The March 9 session witnessed one of the most severe sell-offs in Vietnamese stock market history, with heavy selling pressure from the open that engulfed all sectors. The VN-Index closed at 1,652.79 points, plunging 115.05 points (−6.5%) from the previous session. Market breadth reflected extreme selling pressure, with only 11 advancers against 366 decliners.

The VN30 Index closed at 1,780.71 points, down 123.48 points (−6.5%). Not a single VN30 constituent finished in positive territory — all 30 stocks declined, with 24 hitting the floor limit, meaning 80% of the blue-chip basket was sold down to the maximum daily price band. The sector landscape was no longer a story of divergence but of indiscriminate capitulation as no sector held green. The two largest-cap pillars also succumbed to the liquidation wave: Real Estate (−6.8%) and Banking (−6.7%) both had served as index anchors in prior sessions, confirming that selling pressure has decisively breached all technical support levels.
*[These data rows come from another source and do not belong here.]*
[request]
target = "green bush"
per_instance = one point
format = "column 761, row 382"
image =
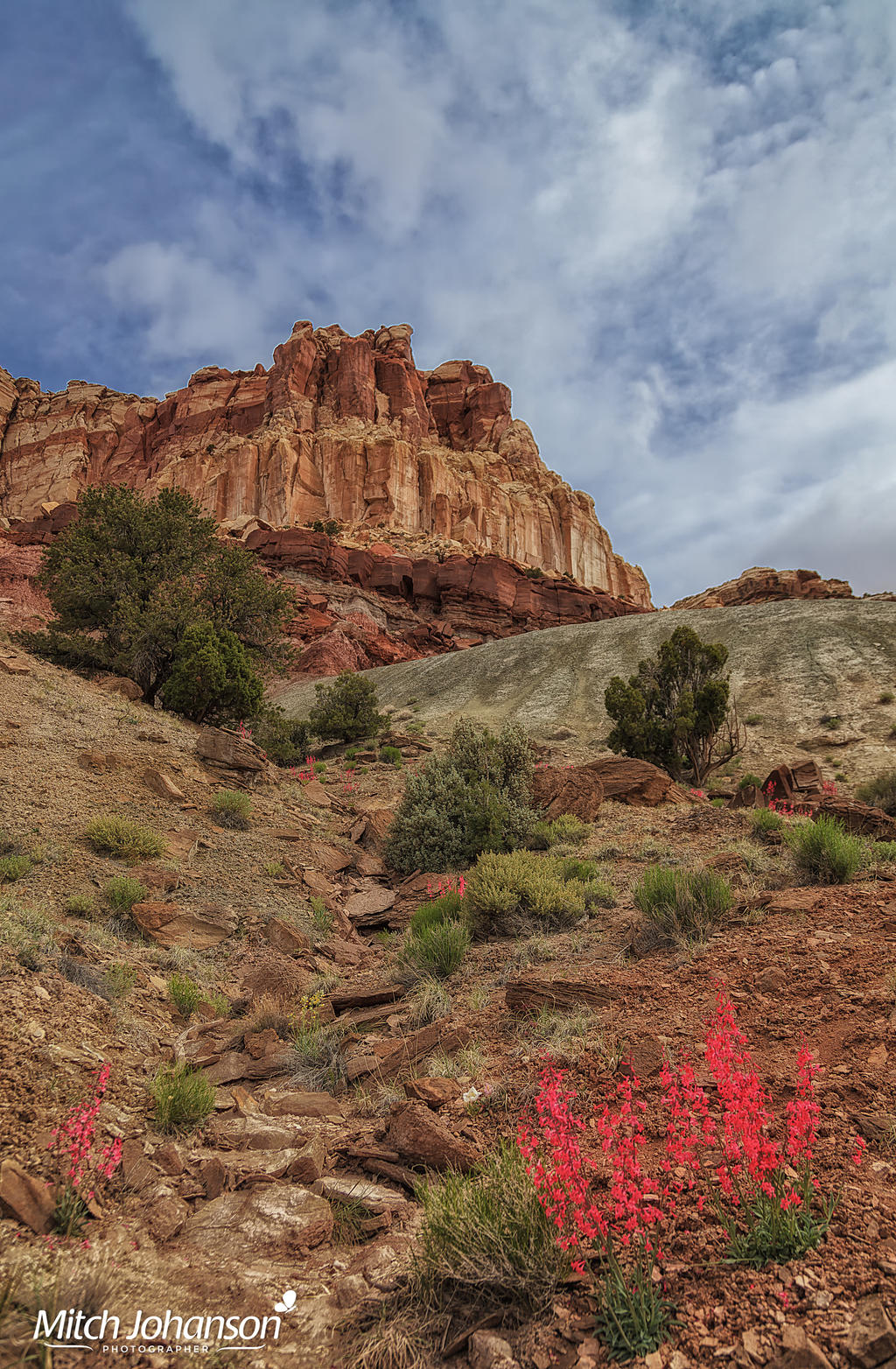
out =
column 346, row 709
column 519, row 893
column 121, row 979
column 823, row 852
column 122, row 893
column 182, row 1097
column 123, row 839
column 12, row 868
column 880, row 791
column 485, row 1239
column 564, row 830
column 471, row 800
column 133, row 577
column 444, row 909
column 185, row 994
column 213, row 679
column 231, row 808
column 765, row 820
column 675, row 713
column 435, row 951
column 682, row 905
Matched-order turnover on the HoSE reached VND38.2tn, surging 27.6% vs the prior session and significantly exceeding the trailing 20-session average. The explosion in turnover amid a 6.5% index collapse with 233 stocks hitting floor limits is characteristic of a panic-driven sell-off fueled by forced margin calls, technical stop-losses, and institutional portfolio liquidation. With the market undergoing a systemic shock of this magnitude, capital discipline and risk management are the absolute priority: For investors with elevated equity exposure: 1) during a session where 233 stocks hit the floor, panic selling may prove impossible as buy-side liquidity evaporates — avoid placing market-sell orders at any price, as the resulting slippage would be devastating; 2) the top priority is managing margin ratios: if the account is leveraged, either inject additional collateral or proactively reduce margin exposure during any technical bounce in upcoming sessions to avoid forced liquidation at even lower levels. For investors maintaining elevated cash positions: 1) hundreds of stocks hitting floor limits is a phenomenon typically observed near technical bottoms. However, a true bottom is only confirmed when the market delivers a strong recovery session with robust turnover and a positive breadth reversal; 2) do not deploy capital during the panic session itself; instead, monitor the next trading session closely. Should a strong bullish candle emerge on high volume following this collapse, that would constitute a more reliable confirmation signal to consider cautious re-entry at modest allocation.